Never a last name was best fitted than the one of Richard and Mildred Loving, and they did love each other, their children and their home, Virginia, but “Virginia did not love them back.”
“Loving” is a beautiful and intense film by Jeff Nichols (Take Shelter, Mud) that tells the story of Richard (Joel Edgerton) and Mildred (Ruth Negga), and their “fight” against Virginia’s law that used to forbid interracial marriage. After dating for a while Mildred tells Richard that she’s pregnant, it’s 1958, but since interracial marriage is not allowed in the State of Virginia, they go and get married in Washington.
But they don’t get their “happily ever after”: policemen burst into their home in the middle of the night and arrest them. Their sentence?
They are allow to raise their family but not in Virginia and they are not to set foot again into their homeland. So the couple moves to Washington, a place that never feels like home.
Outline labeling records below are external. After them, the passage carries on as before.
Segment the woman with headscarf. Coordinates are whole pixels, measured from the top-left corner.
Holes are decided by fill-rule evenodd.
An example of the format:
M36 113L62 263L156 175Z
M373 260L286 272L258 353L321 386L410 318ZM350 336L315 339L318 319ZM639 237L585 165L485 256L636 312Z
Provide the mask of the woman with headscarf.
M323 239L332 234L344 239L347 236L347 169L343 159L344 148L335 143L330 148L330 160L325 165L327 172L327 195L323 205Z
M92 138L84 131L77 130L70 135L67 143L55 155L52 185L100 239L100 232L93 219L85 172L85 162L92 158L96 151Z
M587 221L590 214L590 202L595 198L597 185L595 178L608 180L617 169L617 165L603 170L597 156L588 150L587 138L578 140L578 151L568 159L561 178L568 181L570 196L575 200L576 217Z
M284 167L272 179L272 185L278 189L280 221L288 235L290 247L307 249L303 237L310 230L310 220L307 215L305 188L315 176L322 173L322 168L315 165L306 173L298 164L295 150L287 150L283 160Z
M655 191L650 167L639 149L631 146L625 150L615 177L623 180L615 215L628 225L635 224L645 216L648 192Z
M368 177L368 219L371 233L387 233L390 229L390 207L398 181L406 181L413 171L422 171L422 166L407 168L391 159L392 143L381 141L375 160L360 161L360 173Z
After years of this “exile” Mildred decides to take her faith in her hands and writes to Attorney General Robert F. Kennedy who in turn puts her in contact with the American Civil Liberties Union and with lawyer Bernie Cohen played by Nick Kroll; and right there the journey to a dreamed return begins, a journey that would also change the U.S. Constitution.
Their case (which became a civil-rights landmark) was brought to the Supreme Court (Loving v. Virginia), but what the director highlights is the private fight, struggle, hope and life of the Lovings; Richard’s quietness and Mildred’s strength, sometimes hidden by an initial shyness. “Human qualities such as goodness and decency are often hard to make palpable or even interesting, but Ruth Negga makes all these fleeting and elusive qualities exquisitely, luminously visible again. In a movie with such a title, it is essential that we believe in their love, and we absolutely do” (John Patterson for The Guardian).
The trial stays on the background, we don’t see it, “they didn’t go, so we don’t go,” said Nichols, when then lawyer asked the couple if they had something in particular for him to say, Richard said: “Just tell the judge I love my wife“, that was it, normal people, who wanted to live peacefully in their home. The director leads us inside the life of Ruth, Richard and their 3 children, and speaking of “life”, at the time LIFE Magazine sent to the family’s house photographer Grey Villet (Michael Shannon) to capture those days, their intimate gestures, their everyday life.
Both Edgerton and Negga received critical acclaim (they were both nominated for a Golden Globe) and she got her first Academy Award Nomination, on her work the Irish-Ethiopian actress said: “There’s often a job that’s a ‘before and after’ for an actor, this is that kind of job for me.”
We cannot watch this movie and not think of what it’s going nowadays, and on this note we leave you with the words of the director: “In a climate where we feel the movements in society are being made by big political machinery. People made a difference here. Individuals.”